Anyways, needless to say this little short story is all just a setup for me to inform you that I HAD to use AI to generate my entire website. There was totally no way I was going to spend my time doing front-end again just to display static html neatly. In all seriousness, I wouldn't have been able to make somethig like this this fast (in a few hours) and make it look as nice with how little time I'd be willing to invest. Going back to the beginning, the reason I knew I needed to make my website with a 1.6 theme was because I found gaming to be a heavy influence on where I ended up today. I probably would have never been a software engineer otherwise. Counter-strike was one of my very first games on PC, I have about 2.5k hours across 2 acounts in CS:GO and it led me into being pretty good at other competitive fps games. Lastly, I can't in my good conscience claim something as mine if I did not properly attribute the work that it took. So there you go, yeah, I'm a baddie that slopped some 1.6 flavored html.

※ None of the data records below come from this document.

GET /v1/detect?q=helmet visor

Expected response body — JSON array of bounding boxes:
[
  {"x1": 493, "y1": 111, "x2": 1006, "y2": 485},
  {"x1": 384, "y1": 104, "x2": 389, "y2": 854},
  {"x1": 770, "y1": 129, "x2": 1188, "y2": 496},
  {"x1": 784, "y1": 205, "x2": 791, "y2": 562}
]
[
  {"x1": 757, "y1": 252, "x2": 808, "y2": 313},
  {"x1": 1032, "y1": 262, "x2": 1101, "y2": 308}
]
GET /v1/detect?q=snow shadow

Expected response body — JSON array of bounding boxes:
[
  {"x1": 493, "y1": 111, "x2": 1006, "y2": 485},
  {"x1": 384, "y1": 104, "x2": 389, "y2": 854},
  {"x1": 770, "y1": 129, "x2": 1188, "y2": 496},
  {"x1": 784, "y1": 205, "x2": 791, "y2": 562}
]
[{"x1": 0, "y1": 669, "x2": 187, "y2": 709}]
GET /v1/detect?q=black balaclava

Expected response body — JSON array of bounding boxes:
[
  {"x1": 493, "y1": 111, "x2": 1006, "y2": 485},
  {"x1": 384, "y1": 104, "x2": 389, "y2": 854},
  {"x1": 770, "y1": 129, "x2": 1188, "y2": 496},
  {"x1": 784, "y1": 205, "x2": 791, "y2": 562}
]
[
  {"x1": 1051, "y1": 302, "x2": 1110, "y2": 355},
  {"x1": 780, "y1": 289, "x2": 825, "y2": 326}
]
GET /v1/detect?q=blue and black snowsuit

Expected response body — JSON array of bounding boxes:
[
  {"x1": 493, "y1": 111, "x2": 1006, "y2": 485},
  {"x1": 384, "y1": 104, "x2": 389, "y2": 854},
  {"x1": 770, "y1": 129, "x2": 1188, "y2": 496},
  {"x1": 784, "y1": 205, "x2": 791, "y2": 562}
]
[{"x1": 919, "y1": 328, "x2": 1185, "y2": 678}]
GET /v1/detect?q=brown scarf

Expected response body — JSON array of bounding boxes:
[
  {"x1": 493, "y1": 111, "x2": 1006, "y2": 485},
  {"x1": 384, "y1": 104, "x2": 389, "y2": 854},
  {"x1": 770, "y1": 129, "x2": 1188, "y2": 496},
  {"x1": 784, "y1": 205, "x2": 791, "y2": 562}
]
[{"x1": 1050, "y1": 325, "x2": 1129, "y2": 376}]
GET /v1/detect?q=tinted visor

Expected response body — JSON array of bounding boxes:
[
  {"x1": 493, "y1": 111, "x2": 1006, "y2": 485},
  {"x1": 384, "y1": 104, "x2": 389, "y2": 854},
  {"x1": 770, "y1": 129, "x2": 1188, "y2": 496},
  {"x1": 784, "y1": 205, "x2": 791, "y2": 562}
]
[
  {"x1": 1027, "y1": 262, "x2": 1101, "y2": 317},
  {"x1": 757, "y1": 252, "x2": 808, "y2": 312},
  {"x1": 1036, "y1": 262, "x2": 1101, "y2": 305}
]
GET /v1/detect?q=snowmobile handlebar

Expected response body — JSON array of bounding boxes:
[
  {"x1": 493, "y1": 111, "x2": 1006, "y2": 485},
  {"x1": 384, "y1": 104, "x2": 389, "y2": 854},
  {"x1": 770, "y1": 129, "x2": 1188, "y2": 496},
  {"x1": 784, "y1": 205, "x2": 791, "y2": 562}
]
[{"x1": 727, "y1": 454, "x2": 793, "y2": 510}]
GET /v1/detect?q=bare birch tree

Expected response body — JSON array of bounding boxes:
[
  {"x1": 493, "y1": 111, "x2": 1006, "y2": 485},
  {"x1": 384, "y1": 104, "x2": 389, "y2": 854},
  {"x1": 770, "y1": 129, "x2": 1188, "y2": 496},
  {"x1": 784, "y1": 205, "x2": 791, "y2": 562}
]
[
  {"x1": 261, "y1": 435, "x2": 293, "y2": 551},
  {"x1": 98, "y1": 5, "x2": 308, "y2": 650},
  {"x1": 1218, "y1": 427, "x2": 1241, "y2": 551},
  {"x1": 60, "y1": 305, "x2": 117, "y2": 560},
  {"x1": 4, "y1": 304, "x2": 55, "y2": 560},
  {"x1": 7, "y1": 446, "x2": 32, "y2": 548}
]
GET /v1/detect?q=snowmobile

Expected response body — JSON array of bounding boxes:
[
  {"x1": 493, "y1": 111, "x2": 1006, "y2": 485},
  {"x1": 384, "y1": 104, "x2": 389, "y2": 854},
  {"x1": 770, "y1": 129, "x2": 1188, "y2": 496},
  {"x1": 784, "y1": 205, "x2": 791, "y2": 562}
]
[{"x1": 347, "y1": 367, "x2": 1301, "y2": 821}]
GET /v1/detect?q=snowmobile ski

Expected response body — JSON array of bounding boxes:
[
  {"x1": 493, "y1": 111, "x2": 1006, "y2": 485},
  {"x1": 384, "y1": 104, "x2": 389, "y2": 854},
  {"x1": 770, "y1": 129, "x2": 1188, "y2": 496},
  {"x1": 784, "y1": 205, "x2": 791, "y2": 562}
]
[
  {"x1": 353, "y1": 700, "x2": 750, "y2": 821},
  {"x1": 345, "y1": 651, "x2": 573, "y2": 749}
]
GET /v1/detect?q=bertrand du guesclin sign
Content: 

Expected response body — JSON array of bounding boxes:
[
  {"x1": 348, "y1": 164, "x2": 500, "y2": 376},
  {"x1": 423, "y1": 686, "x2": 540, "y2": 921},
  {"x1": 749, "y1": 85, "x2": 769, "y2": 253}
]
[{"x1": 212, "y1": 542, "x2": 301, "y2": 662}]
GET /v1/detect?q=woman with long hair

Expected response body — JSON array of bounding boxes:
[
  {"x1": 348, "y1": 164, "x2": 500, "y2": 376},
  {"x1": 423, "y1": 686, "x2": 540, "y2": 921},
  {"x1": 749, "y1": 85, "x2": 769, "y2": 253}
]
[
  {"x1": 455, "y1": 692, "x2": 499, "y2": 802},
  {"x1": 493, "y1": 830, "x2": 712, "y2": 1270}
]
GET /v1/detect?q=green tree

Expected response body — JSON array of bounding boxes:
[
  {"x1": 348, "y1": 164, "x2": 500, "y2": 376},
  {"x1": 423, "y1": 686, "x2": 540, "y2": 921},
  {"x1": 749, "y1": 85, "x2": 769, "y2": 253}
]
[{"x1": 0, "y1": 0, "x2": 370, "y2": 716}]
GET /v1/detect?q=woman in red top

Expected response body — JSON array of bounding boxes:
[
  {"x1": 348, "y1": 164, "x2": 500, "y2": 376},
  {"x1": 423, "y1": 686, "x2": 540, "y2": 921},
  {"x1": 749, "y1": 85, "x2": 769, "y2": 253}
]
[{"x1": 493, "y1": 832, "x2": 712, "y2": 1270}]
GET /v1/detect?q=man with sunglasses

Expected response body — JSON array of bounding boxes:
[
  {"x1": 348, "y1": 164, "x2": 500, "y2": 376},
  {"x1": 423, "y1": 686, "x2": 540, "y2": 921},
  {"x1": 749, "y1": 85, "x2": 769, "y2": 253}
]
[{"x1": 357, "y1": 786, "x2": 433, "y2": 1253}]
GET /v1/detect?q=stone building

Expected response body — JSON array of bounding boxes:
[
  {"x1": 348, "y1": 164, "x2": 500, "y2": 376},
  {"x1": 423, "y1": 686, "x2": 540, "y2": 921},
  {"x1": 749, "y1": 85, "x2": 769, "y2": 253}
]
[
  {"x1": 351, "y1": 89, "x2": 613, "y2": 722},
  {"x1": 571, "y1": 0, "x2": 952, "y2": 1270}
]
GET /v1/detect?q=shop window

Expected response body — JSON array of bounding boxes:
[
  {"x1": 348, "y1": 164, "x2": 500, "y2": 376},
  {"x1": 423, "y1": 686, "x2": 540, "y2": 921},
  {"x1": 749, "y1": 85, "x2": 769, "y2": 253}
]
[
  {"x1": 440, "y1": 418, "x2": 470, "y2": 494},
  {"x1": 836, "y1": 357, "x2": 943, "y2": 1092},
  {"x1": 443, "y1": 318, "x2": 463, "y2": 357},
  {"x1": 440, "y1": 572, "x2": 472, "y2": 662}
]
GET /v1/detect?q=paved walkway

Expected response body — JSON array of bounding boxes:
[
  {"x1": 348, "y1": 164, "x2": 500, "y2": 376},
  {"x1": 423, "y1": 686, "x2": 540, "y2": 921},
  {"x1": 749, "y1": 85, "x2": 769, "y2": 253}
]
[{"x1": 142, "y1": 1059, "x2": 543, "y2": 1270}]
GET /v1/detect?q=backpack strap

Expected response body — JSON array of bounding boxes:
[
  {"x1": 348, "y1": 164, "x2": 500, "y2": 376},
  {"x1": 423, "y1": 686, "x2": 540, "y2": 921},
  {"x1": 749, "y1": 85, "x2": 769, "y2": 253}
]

So I'm only mentioning this because I wanted to bring out a quality I strive to uphold: fundamentals. I'm serious when I said I was kinda good at fps games, whatever it took me to get to that stage are the same elemnts I try to apply in other areas of my life --- because if I didn't, I'd start moping around thinking I got nothing out of wasting my thousands of hours of my childhood away. This means that I genuinely, intrinsically care about learning things deeply the right way. This means understanding the principles of why things work they way they do, and building a natural intuition that allows me to one day grow strong taste and reach the "edge" of the most novel discussions. So when I skip learning how to properly consume a CSS library and create something as simple as static html pages, it spawns an incessent anti-pattern in my brain that I have to scratch. But it's only front-end, and AI can do that so it's okay right? Anyone?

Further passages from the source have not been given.